All projects are important – from the iconic super stars to the mundane quality of life improvements, we approach all of our work with the same dedication and reverence for the science and craft of engineering. But every once in a while a project comes along that we just can’t wait to get to work on; those special opportunities that give even the most seasoned and experienced engineer a case of the goosebumps when they are awarded…and still do when we drive past them. Join us this week as we talk about these projects that make us feel all warm and fuzzy inside.
Today for Engineers Week 2021 we are featuring the soulful geotechnical stylings of an engineer that we just love to wax poetic about. Oscar Merida has been celebrated and lauded numerous times throughout his career here at F&R. This year he was awarded our most distinctive recognition – The Guiding Star Award, which is bestowed upon the most seasoned technical professionals who mentor junior staff, serve as trusted advisors to our clients, and above all, help create a built world that is supported on the most solid foundations.
We are proud to have someone clients consider a go-to guy handling projects involving precious cultural treasures in our national capital region. When asked, Oscar is the last to toot his own horn – after all, it’s just dirt and rocks, right? Some projects are clear cut from the start. Others make the most experienced of engineers wonder, “well, now what do I do?” These are the projects Oscar lives for.
A true “renaissance” engineer, his vast knowledge of capital region substrata and the intricacies of geotechnical engineering leads him to excel on every type of project imaginable; a fifteen story building with below grade parking next to a Metro Station, the replacement of a nearly two mile bridge or, in the case of this featured project – an iconic and high profile museum built within mere yards of the Washington Monument.
Oscar works closely with the Smithsonian Institution – he, and the rest of us at F&R consider it one of our highest privileges. So when the new $500 million National Museum of African American History & Culture was slated to be constructed on the only remaining parcel left on the National Mall, on a spot so precariously close to a very tall and somewhat foundationally unsound monument to our national identity …well, you get the picture. Pretty scary, and possibly a C.E.E.: Career Ending Event.
While designs were being conceptualized, Oscar and his team were tasked with overcoming significant challenges regarding site development, including the very high groundwater levels taking up residence in our nation’s capital. The new museum was designed to extend 47 feet below the groundwater table. Analysis showed that dewatering associated with excavation would result in a conical depression extending below the Washington Monument, inducing further settlement of the structure which is constructed, unbelievably enough, on shallow foundations.

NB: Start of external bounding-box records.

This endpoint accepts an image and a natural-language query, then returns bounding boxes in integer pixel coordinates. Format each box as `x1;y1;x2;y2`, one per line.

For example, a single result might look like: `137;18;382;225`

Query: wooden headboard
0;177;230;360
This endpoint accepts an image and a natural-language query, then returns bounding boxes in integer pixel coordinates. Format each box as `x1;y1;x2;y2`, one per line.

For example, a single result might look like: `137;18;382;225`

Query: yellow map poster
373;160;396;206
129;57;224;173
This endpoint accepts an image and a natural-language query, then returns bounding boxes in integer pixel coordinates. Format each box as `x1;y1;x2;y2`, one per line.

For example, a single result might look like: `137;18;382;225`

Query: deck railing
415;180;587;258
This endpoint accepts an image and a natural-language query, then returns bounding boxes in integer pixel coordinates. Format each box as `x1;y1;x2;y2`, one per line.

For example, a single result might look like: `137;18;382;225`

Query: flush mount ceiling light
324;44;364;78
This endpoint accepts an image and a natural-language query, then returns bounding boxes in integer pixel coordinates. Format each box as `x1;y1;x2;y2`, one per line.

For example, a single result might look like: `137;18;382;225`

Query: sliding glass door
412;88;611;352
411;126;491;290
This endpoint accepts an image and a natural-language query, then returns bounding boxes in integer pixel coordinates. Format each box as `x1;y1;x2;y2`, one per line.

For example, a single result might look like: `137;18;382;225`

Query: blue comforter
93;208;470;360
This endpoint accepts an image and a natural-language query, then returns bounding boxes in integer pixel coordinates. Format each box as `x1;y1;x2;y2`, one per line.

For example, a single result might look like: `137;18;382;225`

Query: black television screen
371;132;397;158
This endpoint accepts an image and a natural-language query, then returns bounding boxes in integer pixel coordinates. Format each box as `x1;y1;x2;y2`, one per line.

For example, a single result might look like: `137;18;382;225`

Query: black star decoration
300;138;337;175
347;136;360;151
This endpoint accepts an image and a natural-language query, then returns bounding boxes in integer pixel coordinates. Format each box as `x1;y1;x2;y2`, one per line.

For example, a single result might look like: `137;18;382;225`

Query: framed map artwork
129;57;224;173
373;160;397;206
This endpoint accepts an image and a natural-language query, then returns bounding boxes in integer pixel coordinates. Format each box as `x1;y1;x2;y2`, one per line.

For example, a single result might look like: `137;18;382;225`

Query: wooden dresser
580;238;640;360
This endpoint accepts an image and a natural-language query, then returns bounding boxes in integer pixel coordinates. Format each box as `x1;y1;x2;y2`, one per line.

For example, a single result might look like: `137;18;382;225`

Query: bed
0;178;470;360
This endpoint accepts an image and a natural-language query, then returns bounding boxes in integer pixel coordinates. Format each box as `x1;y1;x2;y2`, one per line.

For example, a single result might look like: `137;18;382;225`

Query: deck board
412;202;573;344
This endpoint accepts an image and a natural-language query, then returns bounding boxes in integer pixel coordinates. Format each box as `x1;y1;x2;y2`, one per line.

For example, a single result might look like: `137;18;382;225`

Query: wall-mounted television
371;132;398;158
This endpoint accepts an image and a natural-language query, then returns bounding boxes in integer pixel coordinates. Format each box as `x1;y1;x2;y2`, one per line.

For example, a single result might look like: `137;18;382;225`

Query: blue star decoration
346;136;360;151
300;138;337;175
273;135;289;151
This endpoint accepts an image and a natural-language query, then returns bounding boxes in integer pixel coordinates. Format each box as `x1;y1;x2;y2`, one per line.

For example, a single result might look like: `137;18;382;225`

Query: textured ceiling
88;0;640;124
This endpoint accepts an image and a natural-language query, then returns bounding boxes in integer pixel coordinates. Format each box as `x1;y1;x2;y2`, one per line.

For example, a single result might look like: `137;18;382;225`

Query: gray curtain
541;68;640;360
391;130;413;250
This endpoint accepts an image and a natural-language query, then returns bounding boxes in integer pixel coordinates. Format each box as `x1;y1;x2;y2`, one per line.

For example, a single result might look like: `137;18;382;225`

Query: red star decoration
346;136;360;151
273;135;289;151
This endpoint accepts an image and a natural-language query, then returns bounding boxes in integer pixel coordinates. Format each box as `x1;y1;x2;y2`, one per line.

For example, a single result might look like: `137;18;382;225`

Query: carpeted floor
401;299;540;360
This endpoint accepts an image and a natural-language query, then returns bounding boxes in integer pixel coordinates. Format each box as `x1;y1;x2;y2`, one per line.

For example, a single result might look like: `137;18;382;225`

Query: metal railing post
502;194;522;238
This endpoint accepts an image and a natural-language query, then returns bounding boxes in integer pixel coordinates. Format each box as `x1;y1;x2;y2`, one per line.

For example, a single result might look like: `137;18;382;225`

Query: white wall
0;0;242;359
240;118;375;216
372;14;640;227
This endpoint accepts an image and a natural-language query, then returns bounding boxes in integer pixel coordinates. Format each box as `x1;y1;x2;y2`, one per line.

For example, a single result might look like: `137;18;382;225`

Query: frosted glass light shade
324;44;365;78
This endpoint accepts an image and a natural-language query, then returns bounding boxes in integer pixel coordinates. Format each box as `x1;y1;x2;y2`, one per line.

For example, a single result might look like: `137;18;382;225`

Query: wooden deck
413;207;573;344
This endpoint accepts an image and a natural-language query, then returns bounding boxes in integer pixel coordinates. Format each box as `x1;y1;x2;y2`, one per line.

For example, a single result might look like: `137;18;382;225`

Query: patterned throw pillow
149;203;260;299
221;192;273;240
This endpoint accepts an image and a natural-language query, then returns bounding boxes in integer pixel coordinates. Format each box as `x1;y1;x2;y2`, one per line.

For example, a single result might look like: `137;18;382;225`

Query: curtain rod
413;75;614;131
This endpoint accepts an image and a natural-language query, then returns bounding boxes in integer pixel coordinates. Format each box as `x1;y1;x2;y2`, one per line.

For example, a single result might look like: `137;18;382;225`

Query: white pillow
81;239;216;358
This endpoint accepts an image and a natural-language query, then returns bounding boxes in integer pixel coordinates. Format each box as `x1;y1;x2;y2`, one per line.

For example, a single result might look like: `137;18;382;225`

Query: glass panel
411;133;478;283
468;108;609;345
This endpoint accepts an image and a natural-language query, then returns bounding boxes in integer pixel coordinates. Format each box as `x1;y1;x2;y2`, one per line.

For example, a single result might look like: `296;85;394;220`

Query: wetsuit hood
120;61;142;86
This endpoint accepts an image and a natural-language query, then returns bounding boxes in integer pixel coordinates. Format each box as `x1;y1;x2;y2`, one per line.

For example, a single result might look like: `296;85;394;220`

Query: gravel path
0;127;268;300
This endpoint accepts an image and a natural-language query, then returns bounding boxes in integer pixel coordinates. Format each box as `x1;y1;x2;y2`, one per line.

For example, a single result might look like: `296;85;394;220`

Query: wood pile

Working with Clark/Smoot/Russell JV – the general contractor managing the construction program – Oscar developed a Support of Excavation Scheme that acted as a permanent hydraulic cut off during excavation
, thereby isolating the site from adjacent historic structures. Once the significant challenge of possibly knocking over the Washington Monument was averted (no big deal!), Oscar designed a hybrid mat foundation and driven pile system to support the massive column loads of the proposed six story museum.
The final challenge presented to Oscar and his geotechnical team was to perform near-constant groundwater monitoring during and post-construction to ensure that not one drop could cause settlement issues.
We’re pretty biased, but this is just one of those projects – and Oscar is just one of those engineers – that we’ll love to talk about for decades to come at F&R. Thank you Oscar, and thank you to all the engineers out there who strive to make our world a better, safer, more livable place.